US oil production has steadily increased in recent years, ultimately leading to it becoming the world’s biggest producer of oil, but the coronavirus pandemic has taken its toll on the industry. When demand for oil fell as various lockdowns came into force around the world, the oil price inevitably dropped, leading some US operators to rein in production.
The recently published survey covered 154 executives at 148 oil and gas firms in New Mexico, Louisiana and Texas. The survey did not ask, however, whether the executives believed the peak would be temporary, but there are signs this may not be the case.
BP, for example, forecasts that the world will need three million fewer barrels of oil each day, and it is looking to reduce its own production by 40% over the coming decade.

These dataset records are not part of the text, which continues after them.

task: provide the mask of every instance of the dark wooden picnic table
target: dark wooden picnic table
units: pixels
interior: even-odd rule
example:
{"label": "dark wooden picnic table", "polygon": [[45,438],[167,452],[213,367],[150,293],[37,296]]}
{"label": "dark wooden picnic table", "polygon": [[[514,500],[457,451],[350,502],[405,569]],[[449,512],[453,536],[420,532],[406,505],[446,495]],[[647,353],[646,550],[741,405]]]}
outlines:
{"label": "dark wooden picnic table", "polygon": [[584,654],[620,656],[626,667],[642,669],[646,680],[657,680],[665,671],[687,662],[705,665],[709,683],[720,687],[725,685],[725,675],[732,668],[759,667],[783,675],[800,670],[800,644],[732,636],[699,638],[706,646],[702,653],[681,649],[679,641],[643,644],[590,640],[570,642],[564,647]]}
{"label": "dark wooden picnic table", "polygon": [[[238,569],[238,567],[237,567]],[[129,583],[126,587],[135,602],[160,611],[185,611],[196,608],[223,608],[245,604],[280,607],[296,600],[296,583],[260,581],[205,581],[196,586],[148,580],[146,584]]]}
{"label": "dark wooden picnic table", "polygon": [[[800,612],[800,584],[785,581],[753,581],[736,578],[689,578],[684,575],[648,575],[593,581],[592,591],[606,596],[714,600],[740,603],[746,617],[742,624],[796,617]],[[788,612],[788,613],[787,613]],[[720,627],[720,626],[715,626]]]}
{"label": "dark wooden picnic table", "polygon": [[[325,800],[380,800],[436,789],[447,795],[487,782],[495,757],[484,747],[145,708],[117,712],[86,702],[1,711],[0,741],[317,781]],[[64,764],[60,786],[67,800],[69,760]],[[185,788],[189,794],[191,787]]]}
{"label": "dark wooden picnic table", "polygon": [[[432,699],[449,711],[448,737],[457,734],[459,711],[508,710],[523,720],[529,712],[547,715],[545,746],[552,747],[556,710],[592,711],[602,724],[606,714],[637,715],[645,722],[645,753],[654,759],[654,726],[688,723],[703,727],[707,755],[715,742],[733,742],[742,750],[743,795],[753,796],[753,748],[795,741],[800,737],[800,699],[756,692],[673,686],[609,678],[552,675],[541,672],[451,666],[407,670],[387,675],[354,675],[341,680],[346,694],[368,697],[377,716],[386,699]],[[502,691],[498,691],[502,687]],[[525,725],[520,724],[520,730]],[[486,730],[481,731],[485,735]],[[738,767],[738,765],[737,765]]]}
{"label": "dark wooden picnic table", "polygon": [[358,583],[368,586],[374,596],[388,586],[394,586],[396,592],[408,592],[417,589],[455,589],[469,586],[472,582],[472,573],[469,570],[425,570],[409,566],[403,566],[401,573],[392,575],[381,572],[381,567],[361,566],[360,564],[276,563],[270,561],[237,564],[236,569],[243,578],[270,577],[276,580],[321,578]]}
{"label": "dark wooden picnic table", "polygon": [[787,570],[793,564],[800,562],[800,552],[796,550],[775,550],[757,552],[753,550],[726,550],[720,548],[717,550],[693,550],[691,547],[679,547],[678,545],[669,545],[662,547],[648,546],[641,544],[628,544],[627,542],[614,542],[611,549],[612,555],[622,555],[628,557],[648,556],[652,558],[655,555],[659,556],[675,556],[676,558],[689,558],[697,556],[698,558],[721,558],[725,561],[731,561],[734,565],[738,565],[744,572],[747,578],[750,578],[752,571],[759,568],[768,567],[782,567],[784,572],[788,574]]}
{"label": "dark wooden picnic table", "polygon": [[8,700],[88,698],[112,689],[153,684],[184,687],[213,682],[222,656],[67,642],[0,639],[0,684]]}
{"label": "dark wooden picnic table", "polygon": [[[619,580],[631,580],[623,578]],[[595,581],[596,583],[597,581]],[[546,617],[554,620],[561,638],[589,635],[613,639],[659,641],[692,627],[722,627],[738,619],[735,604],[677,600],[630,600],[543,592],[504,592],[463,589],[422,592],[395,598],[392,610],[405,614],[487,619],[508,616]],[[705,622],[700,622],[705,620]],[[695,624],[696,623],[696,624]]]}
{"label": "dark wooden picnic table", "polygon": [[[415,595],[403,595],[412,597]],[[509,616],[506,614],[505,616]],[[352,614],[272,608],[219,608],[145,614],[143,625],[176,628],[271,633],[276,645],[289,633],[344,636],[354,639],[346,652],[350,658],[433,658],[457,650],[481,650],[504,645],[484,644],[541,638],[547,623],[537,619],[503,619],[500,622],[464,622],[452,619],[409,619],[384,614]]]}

It therefore seems likely that US operators will focus more on the more profitable plays that are sustainable, even with lower oil prices. For example, ExxonMobil, the oil major responsible for Mobil lubricants like slideway oil, said in 2017 that it could profit from its newly acquired shale oil assets at $40 per barrel while having the ability to accelerate or slow production in response to oil prices.
Most executives also expressed a belief that OPEC would play a more prominent role in influencing oil prices over the coming years.